City government needs to get a grip
Citizens of Rockland are understandably concerned after watching the controversy unfold this past weekend concerning the sudden, unexplained departure of Rockland's Community Development Director Audrey Lovering.
Lovering signed a legal agreement with the city Oct. 10, resigning from her position and receiving a severance package of $21,667, which is equivalent to four months salary. As part of the agreement, she can't say anything bad about the city or its employees.
While the circumstances of this event remain unclear, what is becoming apparent is a problem with leadership in the city. Members of the City Council disagree about the procedure to move forward. Mayor Brian Harden and Councilor Elizabeth Dickerson have not yet started throwing things at each other, but through emails forwarded to the press during the weekend, it was clear they are back to the squabbling we saw earlier this year about another issue.
Meanwhile, relatively new City Manager James Smith finds himself at the center of a controversy and publicly criticized, but unable to speak to the issue because the matter is, legally speaking, confidential.
At Monday night's agenda-setting meeting, Joe Steinberger said we need some leadership from the city council, and we tend to agree.
Councilor Dickerson sent an open email to Harden this past weekend, putting pressure on him to launch an investigation into the matter.

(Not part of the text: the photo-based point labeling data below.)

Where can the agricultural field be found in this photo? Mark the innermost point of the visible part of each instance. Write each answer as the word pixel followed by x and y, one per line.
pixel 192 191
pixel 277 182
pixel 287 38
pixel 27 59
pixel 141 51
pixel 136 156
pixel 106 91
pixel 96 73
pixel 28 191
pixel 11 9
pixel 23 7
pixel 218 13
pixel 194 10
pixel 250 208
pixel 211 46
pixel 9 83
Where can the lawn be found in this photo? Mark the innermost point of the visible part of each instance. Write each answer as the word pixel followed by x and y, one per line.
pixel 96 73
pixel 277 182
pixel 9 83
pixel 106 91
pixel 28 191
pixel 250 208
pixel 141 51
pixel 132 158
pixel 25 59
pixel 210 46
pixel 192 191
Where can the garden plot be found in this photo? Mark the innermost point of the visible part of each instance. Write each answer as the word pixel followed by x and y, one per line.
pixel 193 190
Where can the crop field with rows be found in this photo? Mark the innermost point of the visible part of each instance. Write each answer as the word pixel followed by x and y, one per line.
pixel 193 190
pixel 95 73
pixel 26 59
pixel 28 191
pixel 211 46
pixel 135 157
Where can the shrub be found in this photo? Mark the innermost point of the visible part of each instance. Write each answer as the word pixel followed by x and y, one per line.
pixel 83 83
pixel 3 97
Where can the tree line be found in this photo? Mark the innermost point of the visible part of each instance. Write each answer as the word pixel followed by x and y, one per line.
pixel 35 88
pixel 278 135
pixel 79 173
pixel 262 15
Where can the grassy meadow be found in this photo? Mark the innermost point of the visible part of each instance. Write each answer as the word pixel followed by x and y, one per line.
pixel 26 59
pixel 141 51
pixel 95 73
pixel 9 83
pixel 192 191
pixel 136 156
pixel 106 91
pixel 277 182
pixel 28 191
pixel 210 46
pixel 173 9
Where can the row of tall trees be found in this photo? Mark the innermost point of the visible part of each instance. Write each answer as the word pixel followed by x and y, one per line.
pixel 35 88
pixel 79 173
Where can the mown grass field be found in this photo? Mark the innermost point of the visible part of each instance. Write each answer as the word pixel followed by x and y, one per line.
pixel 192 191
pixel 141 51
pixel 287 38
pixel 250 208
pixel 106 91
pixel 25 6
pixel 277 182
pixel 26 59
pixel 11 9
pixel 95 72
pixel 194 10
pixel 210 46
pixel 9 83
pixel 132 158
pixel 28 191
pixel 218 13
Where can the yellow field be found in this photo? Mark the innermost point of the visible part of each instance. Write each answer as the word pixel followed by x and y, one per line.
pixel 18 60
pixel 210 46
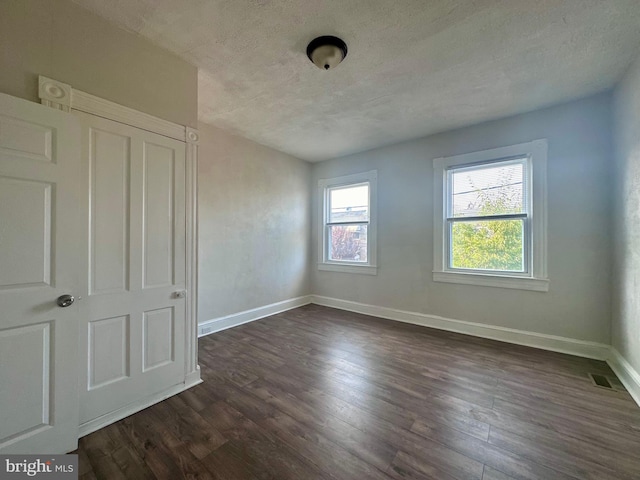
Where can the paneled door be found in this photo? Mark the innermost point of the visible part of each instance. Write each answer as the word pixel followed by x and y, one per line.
pixel 39 264
pixel 133 314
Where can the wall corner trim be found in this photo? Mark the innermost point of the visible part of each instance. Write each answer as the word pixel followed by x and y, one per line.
pixel 581 348
pixel 222 323
pixel 628 375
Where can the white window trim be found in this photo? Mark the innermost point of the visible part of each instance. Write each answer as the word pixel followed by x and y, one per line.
pixel 536 279
pixel 369 268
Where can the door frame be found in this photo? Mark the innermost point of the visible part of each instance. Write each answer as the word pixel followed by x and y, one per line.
pixel 62 96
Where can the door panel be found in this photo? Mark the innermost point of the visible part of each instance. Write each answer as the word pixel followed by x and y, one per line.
pixel 109 219
pixel 133 323
pixel 159 215
pixel 39 223
pixel 25 204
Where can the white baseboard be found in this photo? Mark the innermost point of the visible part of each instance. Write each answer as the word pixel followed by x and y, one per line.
pixel 112 417
pixel 581 348
pixel 235 319
pixel 629 376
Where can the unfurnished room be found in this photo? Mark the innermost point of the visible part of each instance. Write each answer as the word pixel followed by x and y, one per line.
pixel 334 240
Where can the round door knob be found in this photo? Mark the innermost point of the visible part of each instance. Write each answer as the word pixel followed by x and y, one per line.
pixel 65 300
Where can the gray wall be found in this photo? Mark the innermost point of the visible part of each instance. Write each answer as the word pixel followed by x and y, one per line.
pixel 578 302
pixel 59 39
pixel 626 280
pixel 254 225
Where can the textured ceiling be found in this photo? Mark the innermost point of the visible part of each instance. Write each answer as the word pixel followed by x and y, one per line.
pixel 414 67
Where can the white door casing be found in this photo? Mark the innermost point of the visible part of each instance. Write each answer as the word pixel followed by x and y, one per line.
pixel 39 227
pixel 119 256
pixel 133 316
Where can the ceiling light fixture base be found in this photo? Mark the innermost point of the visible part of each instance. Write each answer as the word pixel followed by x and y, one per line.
pixel 326 52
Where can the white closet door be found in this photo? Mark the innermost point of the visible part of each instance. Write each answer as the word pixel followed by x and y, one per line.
pixel 39 262
pixel 133 316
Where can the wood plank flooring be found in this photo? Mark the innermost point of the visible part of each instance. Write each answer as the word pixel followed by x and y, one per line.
pixel 318 393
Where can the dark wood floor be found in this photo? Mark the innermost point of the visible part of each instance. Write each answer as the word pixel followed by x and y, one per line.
pixel 317 393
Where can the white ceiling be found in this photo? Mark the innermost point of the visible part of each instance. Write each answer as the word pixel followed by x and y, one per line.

On the one hand, she is to be commended for supporting the public's right to know what is happening with their tax dollars. We understand the issue is confidential now due to the agreement that was made, but question if that was really the right way to handle this dispute in the first place.
On the other hand, the timing of her email, just days before an election in which she's running for Legislature and Harden was running for another term on the council is interesting. Her statement effectively distanced herself from the city's big controversy while casting doubt on Harden. (At the time of this writing, the results of the election were not yet in).
From everything we've heard about this situation, the dispute that led to Lovering's departure was handled at city hall by City Manager James Smith and the city attorney. As far as we know, Harden was not any more responsible for this problem than Dickerson was. The manager is their employee because they are both on the city council.
It has also come to light that the only reason Dickerson knows less about this issue than the other city council members is that she did not attend the closed-door meeting in which the city manager explained it. As a result, the other members of the city council feel this investigation is not really needed.
While Dickerson has championed the public's right to an explanation for this payout and Harden has argued for confidentiality and established procedures, this email exchange during the weekend was also largely about late election politics.
The council should definitely investigate this issue further and thoroughly, and here we support Dickerson. However, Rockland will not gain much if this investigation is just another closed-door session used to bring Dickerson up to speed while keeping the citizens, who are footing the bill, in the dark.
In addition, the council has also started hinting at the city possibly needing a new human resources employee to deal with these matters. In this economy, having just given the citizens of Rockland a property tax increase, it does not make sense to react to a problem by creating another position in city government.
There are already plenty of employees at city hall to deal with these matters, including a full-time city attorney and a city manager. It's true many large businesses have full-time human resources employees. Most, however, do not have staff attorneys.
The council needs to set aside its squabbling and offer some clear guidance to the employees it has rather than throwing more money and employees at the problem.